建設現場でアスベストを吸い肺がんを発症した元トラック運転手の男性が、建設アスベスト給付金の不支給は不当として国に約1150万円の賠償を求め提訴。
制度の運用や審査の透明性が問われる訴訟で、全国初の事例として注目されています。
ニュース概要
建設現場でアスベスト(石綿)を吸い込み肺がんを発症した大阪府在住の元トラック運転手の男性(82歳)が、石綿健康被害救済法に基づく建設アスベスト給付金を不支給とされたのは不当として、令和7年(2025年)6月27日、大阪地方裁判所に約1,150万円の国家賠償を求める訴訟を提起しました。建設アスベスト給付金の不支給をめぐる国家賠償請求訴訟は全国初とされます。
男性は昭和45年(1970年)から約31年間にわたり、建設現場に建材や設備資材を運ぶトラック運転手として勤務。資材搬入時には建物内に立ち入り、吹き付け石綿が使用された天井や壁面のある空間で作業し、吹き付け石綿などに継続的にさらされていたといいます。令和2年(2020年)に肺がんと診断され、令和4年(2022年)に救済法に基づく労災認定を受けました。これを受けて男性は、同僚の証言や勤務実態のわかる作業証明書を提出し、建設アスベスト給付金の申請を行いましたが、令和7年(2025年)、理由が開示されないまま不支給とされました。
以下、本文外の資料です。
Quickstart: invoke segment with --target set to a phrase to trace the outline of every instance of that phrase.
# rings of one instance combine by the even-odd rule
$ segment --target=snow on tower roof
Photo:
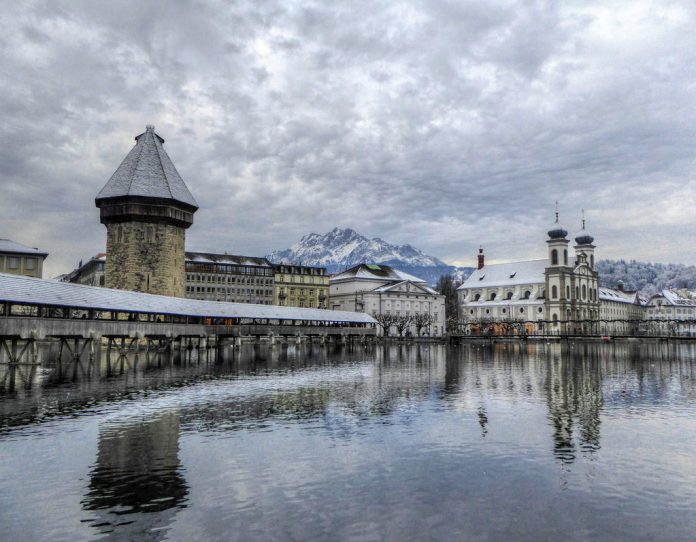
[[[9,252],[11,254],[33,254],[35,256],[48,256],[48,252],[39,250],[38,248],[28,247],[21,243],[11,241],[10,239],[0,239],[0,252]]]
[[[136,136],[135,147],[123,159],[97,200],[124,196],[171,199],[198,208],[162,144],[164,139],[148,125]]]
[[[331,282],[335,282],[338,280],[347,280],[347,279],[368,279],[368,280],[389,280],[393,282],[401,282],[404,280],[408,280],[410,282],[414,282],[416,284],[426,284],[427,281],[414,277],[413,275],[409,275],[408,273],[405,273],[403,271],[399,271],[398,269],[394,269],[393,267],[390,267],[388,265],[381,265],[381,264],[372,264],[372,263],[361,263],[359,265],[356,265],[354,267],[351,267],[350,269],[346,269],[345,271],[342,271],[340,273],[336,273],[331,277]]]
[[[544,270],[547,265],[548,260],[545,259],[484,265],[481,269],[474,270],[458,290],[540,284],[544,282]]]

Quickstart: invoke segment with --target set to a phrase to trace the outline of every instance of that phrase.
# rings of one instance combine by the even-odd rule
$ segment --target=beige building
[[[602,335],[636,335],[645,318],[645,303],[637,292],[599,288],[599,332]]]
[[[273,304],[273,266],[266,258],[186,253],[186,297]]]
[[[390,315],[413,320],[427,315],[429,323],[421,329],[421,335],[445,333],[445,296],[423,279],[387,265],[360,264],[332,275],[329,297],[334,310],[364,312],[376,319]],[[389,331],[392,335],[397,332],[394,326]],[[408,333],[417,332],[412,321]]]
[[[527,333],[593,333],[599,320],[599,275],[594,238],[582,230],[569,255],[568,232],[556,222],[546,240],[548,257],[504,264],[479,264],[458,288],[459,304],[469,332],[490,324],[512,325]],[[494,333],[504,326],[492,326]]]
[[[147,126],[95,199],[106,226],[107,288],[184,297],[184,245],[198,204]]]
[[[329,275],[325,267],[274,264],[273,303],[287,307],[329,307]]]
[[[43,262],[48,252],[9,239],[0,239],[0,273],[43,278]]]

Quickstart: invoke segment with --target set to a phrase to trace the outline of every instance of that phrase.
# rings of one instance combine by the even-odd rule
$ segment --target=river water
[[[3,540],[696,537],[692,345],[44,358],[0,393]]]

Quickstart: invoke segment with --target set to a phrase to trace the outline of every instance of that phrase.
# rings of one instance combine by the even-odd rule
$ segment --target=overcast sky
[[[189,250],[352,227],[471,265],[696,263],[696,3],[2,2],[0,237],[46,276],[104,250],[94,196],[154,124]]]

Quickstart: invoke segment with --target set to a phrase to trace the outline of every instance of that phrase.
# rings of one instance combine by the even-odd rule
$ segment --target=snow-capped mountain
[[[434,283],[441,275],[462,275],[469,268],[446,264],[411,245],[392,245],[379,237],[368,239],[350,228],[334,228],[319,235],[310,233],[286,250],[267,256],[272,262],[326,267],[330,273],[359,263],[382,263]]]

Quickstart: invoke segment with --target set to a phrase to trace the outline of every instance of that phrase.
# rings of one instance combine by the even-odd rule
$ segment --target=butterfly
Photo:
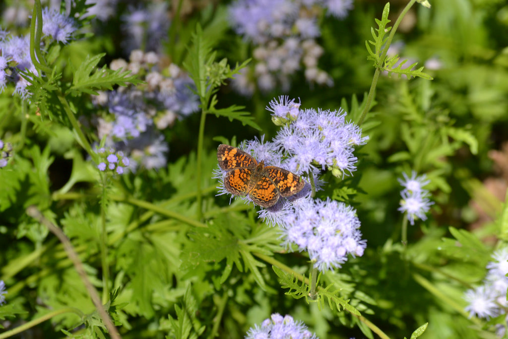
[[[246,196],[256,205],[270,207],[279,197],[290,197],[303,188],[305,182],[283,168],[265,166],[240,148],[222,144],[217,150],[220,169],[225,171],[224,188],[235,195]]]

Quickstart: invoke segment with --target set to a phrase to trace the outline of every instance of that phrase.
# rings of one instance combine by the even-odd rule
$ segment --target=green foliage
[[[188,72],[201,119],[175,119],[161,131],[167,166],[109,176],[94,161],[90,144],[101,138],[89,122],[102,117],[91,96],[142,82],[107,66],[125,52],[119,16],[127,6],[98,25],[85,15],[86,2],[62,2],[83,29],[66,45],[46,45],[43,35],[43,48],[33,51],[43,57],[37,72],[19,73],[30,84],[27,98],[11,82],[0,93],[0,139],[13,145],[0,168],[0,338],[36,326],[44,337],[111,335],[64,245],[26,214],[31,205],[69,238],[122,337],[235,339],[275,313],[322,339],[489,338],[505,324],[504,315],[470,316],[464,297],[508,240],[506,151],[493,152],[503,149],[508,129],[504,4],[435,0],[430,9],[412,7],[415,23],[403,28],[394,14],[408,8],[396,3],[357,2],[342,20],[320,18],[319,67],[335,84],[313,87],[300,73],[288,95],[302,108],[340,104],[369,137],[352,156],[352,175],[319,169],[317,196],[352,206],[367,241],[363,255],[321,273],[309,268],[308,253],[282,244],[279,225],[264,222],[259,207],[216,195],[217,143],[271,140],[279,128],[265,107],[284,94],[243,98],[230,86],[253,53],[267,49],[234,35],[227,4],[170,6],[158,66]],[[2,27],[28,32],[5,17]],[[403,47],[387,56],[395,42]],[[433,58],[439,67],[427,66]],[[149,95],[140,91],[140,100]],[[397,211],[397,179],[412,170],[426,175],[434,204],[427,220],[409,225]]]
[[[98,95],[98,90],[111,90],[114,85],[126,86],[129,82],[133,84],[139,83],[137,77],[130,75],[131,72],[120,69],[112,71],[106,68],[105,66],[100,69],[96,69],[97,65],[105,53],[87,56],[83,63],[73,71],[72,85],[66,91],[73,96],[87,93]]]

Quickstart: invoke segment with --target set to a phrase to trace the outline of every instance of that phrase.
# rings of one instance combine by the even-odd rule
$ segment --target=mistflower
[[[295,321],[289,315],[283,317],[278,313],[274,313],[270,318],[265,319],[261,326],[257,324],[247,332],[245,339],[318,339],[315,334],[300,321]]]
[[[470,317],[489,320],[501,314],[506,315],[508,248],[494,252],[492,257],[494,261],[487,265],[488,272],[483,284],[468,290],[464,294],[464,298],[469,303],[465,310],[469,313]],[[508,323],[504,325],[508,325]]]
[[[74,20],[55,10],[42,10],[42,33],[55,40],[67,43],[76,30]]]
[[[426,214],[434,203],[427,197],[429,191],[423,188],[430,181],[425,180],[425,174],[417,176],[414,171],[411,172],[410,178],[405,173],[403,173],[402,175],[404,180],[398,179],[400,184],[404,188],[400,192],[402,200],[398,210],[405,212],[411,225],[414,225],[416,219],[427,220]]]
[[[281,97],[267,108],[276,124],[284,124],[274,143],[290,155],[288,169],[300,174],[327,168],[339,177],[356,170],[358,158],[353,155],[354,146],[368,140],[368,136],[362,136],[361,129],[346,121],[341,109],[316,111],[299,107],[294,99]]]
[[[5,283],[3,280],[0,280],[0,305],[5,303],[5,295],[7,294],[7,290],[5,288]]]
[[[263,91],[275,88],[287,91],[291,77],[300,70],[309,82],[332,85],[330,75],[318,68],[322,54],[318,51],[323,48],[315,41],[321,35],[320,10],[324,12],[326,6],[323,0],[238,0],[232,4],[231,25],[253,45],[252,66],[234,79],[234,88],[251,95],[255,83]],[[331,2],[329,13],[337,12],[332,9],[338,7]]]
[[[157,51],[167,40],[171,21],[168,5],[164,2],[151,4],[147,8],[130,8],[120,19],[126,36],[122,44],[128,53],[142,47],[147,51]]]
[[[158,69],[160,58],[152,52],[135,50],[129,63],[113,60],[112,69],[131,69],[135,64],[146,84],[104,93],[92,100],[107,110],[96,120],[99,138],[105,137],[106,146],[122,151],[132,171],[165,166],[169,147],[159,130],[199,109],[199,99],[190,89],[194,83],[188,75],[173,64]]]
[[[115,152],[113,148],[102,147],[97,150],[97,154],[102,161],[97,165],[97,168],[100,171],[104,172],[108,170],[122,174],[129,166],[129,158],[124,156],[121,151]]]
[[[307,196],[279,206],[262,211],[260,216],[267,224],[277,223],[282,232],[283,243],[306,251],[314,266],[323,272],[340,267],[348,254],[361,256],[366,246],[359,229],[356,211],[343,202],[312,199]]]
[[[4,142],[0,139],[0,168],[7,166],[12,151],[12,145],[10,143]]]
建設アスベスト給付金は被害者や遺族の損害に対して迅速な賠償を目的に令和4年(2022年)に創設された制度で、石綿にばく露して中皮腫や肺がんを発症した元建設作業員らに最大1,300万円が支給されます。
今回の訴訟は、制度運用の妥当性や審査手続きの透明性を問うものとして、注目されています。
アスベスト専門チーム所属弁護士が、ニュースのポイントを解説
今回の国家賠償請求訴訟は、建設アスベスト給付金制度の運用そのものにメスを入れる、非常に重要な裁判です。この訴訟の結果次第では、今後の給付金申請手続きが下記に示す3つの点で大きく変わる可能性があります。
1、審査の透明化と柔軟化
もし裁判所が原告の主張を認め、給付金不支給の判断を不当とすれば、厚生労働省は審査プロセスを見直さざるを得なくなります。不支給の理由を明確に記載する義務や、証言などの証拠の評価をより柔軟に行うよう審査基準の運用改善が求められるでしょう。
これにより、「ブラックボックス化された審査」という批判が解消され、被害者や遺族が納得感を持って手続きを進められるようになることが期待されます。
2、給付金の対象範囲や証拠として認められるものの範囲の拡大
原告がトラック運転手という職種であったことは、今回の訴訟の大きなポイントです。従来の審査では、石綿建材を直接扱う作業員に比べて、運搬作業員のばく露立証は困難とされてきました。
しかし、この訴訟で運搬作業員の被害が認定されれば、給付金の対象範囲や、証拠として認められるものの範囲が広がる可能性があります。同じ現場で働いた同僚や搬入先の大工の証言が有力な証拠として認められるようになれば、これまで泣き寝入りせざるを得なかった多くの被害者や遺族が救済される道が開けます。
3、建設アスベスト給付金制度の趣旨の再確認
国が「迅速な賠償」を掲げて建設アスベスト給付金制度を創設したにもかかわらず、審査が長期化し、不支給率が上昇している現状は、制度の趣旨に反しています。
今回の訴訟は、その根本的な問題点を浮き彫りにし、制度の本来の目的である「迅速な賠償」を厚生労働省に改めて強く意識させる契機となるでしょう。
今回の訴訟は、単に一人の被害者の救済にとどまらず、建設アスベスト給付金制度のあり方そのものを問うものです。訴訟の結果次第では、審査の透明化、証拠の柔軟な評価、そして制度本来の趣旨に沿った運用へと大きく舵が切られる可能性があります。
私たちは、この訴訟の動向を注視し、被害者や遺族の方々が正当な補償を速やかに受けられるよう、引き続き支援してまいります。